To calculate the Im/Sec and GFLOPs, execute the following commands. Again, ensure you replace path_to_checkpoint_directory with the actual path to your checkpoint file. Additionally, make sure the variant.yaml file is located in the same directory as your checkpoint file.

Note: Please use the specific values for the selected-layers and threshold options for each backbone.

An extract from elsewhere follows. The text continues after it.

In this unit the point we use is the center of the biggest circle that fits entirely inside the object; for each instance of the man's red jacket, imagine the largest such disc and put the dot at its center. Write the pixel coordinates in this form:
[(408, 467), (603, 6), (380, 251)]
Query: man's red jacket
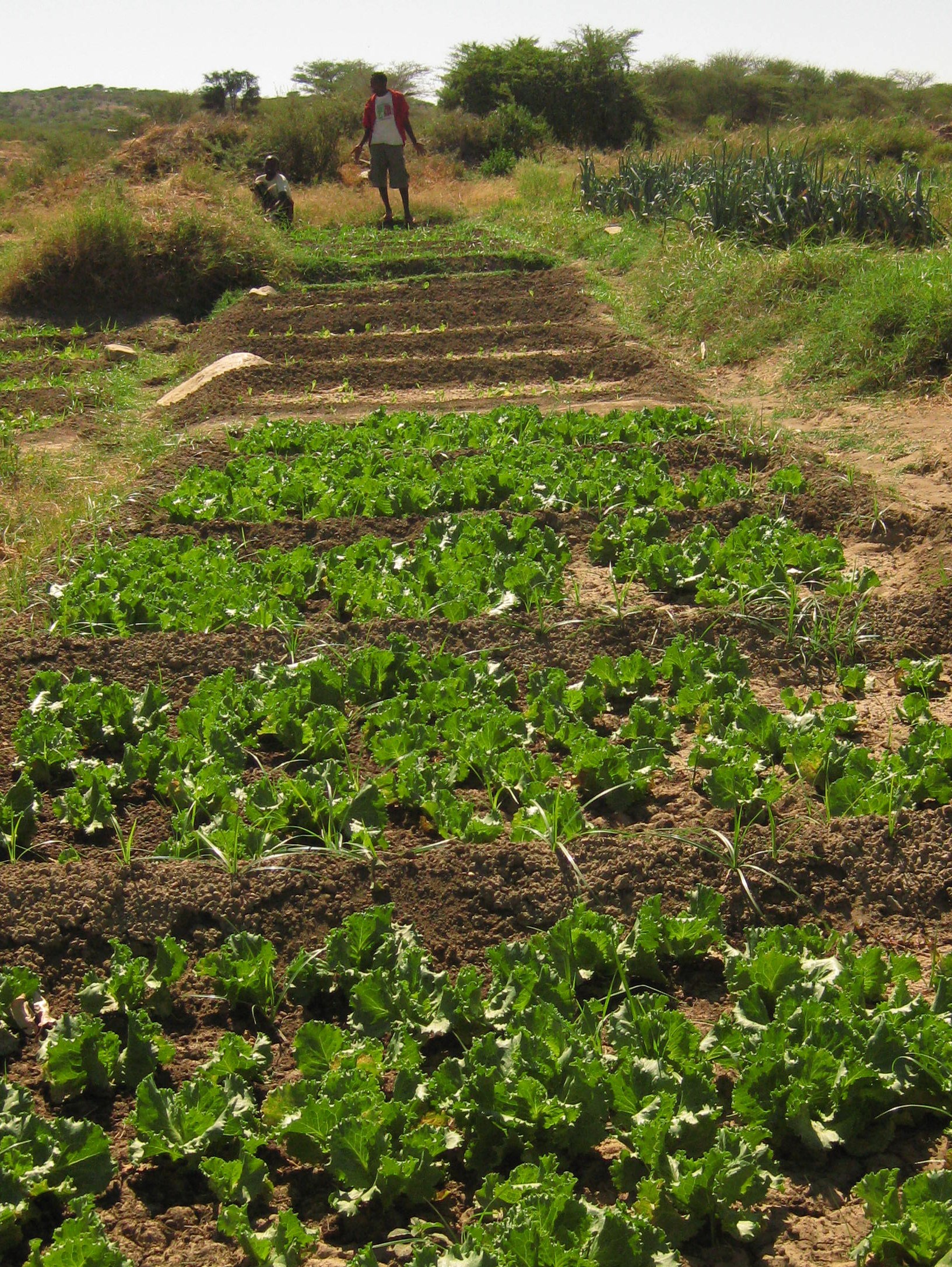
[(401, 113)]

You can find these values in the variant.yaml file.


# Im/sec
python -m segm.speedtest --model-dir path_to_checkpoint_directory \
        --dataset ade20k \
        --batch-size 1 \
        --patch-type algm \
        --selected-layers 1 5 \
        --merging-window-size 2 2 \
        --threshold 0.88

# GFLOPs
python -m segm.flops --model-dir path_to_checkpoint_directory \
          --dataset ade20k \
          --batch-size 1 \
          --patch-type algm \
          --selected-layers 1 5 \
          --merging-window-size 2 2 \
          --threshold 0.88

Results and Models

Below, we provide the results for different network settings and datasets.

ADE20K

Segmenter models with ViT backbone:

Backbone Crop size mIoU Im/sec (BS=32) GFLOPs Download
ViT-Ti/16 512x512 38.1 287 12.8 model config
ViT-Ti/16 + ALGM 512x512 38.9 388 8.4 model config
ViT-S/16 512x512 45.3 134 38.6 model config
ViT-S/16 + ALGM 512x512 46.4 192 26.3 model config
ViT-B/16 512x512 48.5 51 130 model config
ViT-B/16 + ALGM 512x512 49.4 73 91 model config
ViT-L/16 640x640 51.8 10 672 model config
ViT-L/16 + ALGM 640x640 52.7 16 438 model config

Pascal Context

Backbone Crop size mIoU Im/sec (BS=32) GFLOPs Download
ViT-S/16 480x480 53.0 172 32.1 model config
ViT-S/16 + ALGM 480x480 53.2 217 24.6 model config

Cityscapes

Backbone Crop size mIoU Im/sec (BS=32) GFLOPs Download
ViT-S/16 768x768 76.5 41 116 model config
ViT-S/16 + ALGM 768x768 76.9 65 76 model config

Upcoming Features

- [x] Training and Inference code
- [x] Flops and Speedtest code
- [ ] ViT-Large checkpoints for Cityscapes and Pascal-Context datasets
- [ ] COCO-Stuff dataset support
- [ ] Code for merging visulization 

BibTex

@inproceedings{norouzi2024algm,
  title={{ALGM: Adaptive Local-then-Global Token Merging for Efficient Semantic Segmentation with Plain Vision Transformers}},
  author={Norouzi, Narges and Sorlova, Svetlana and {de Geus}, Daan and Dubbelman, Gijs},
  booktitle={IEEE/CVF Conference on Computer Vision and Pattern Recognition (CVPR)},
  year={2024}
}

Acknowledgements

This code uses the ToMe repository for implementing the global merging module and extends the official Segmenter code. The Vision Transformer code in the original repository is based on timm library and the semantic segmentation training and evaluation pipelines are based on mmsegmentation.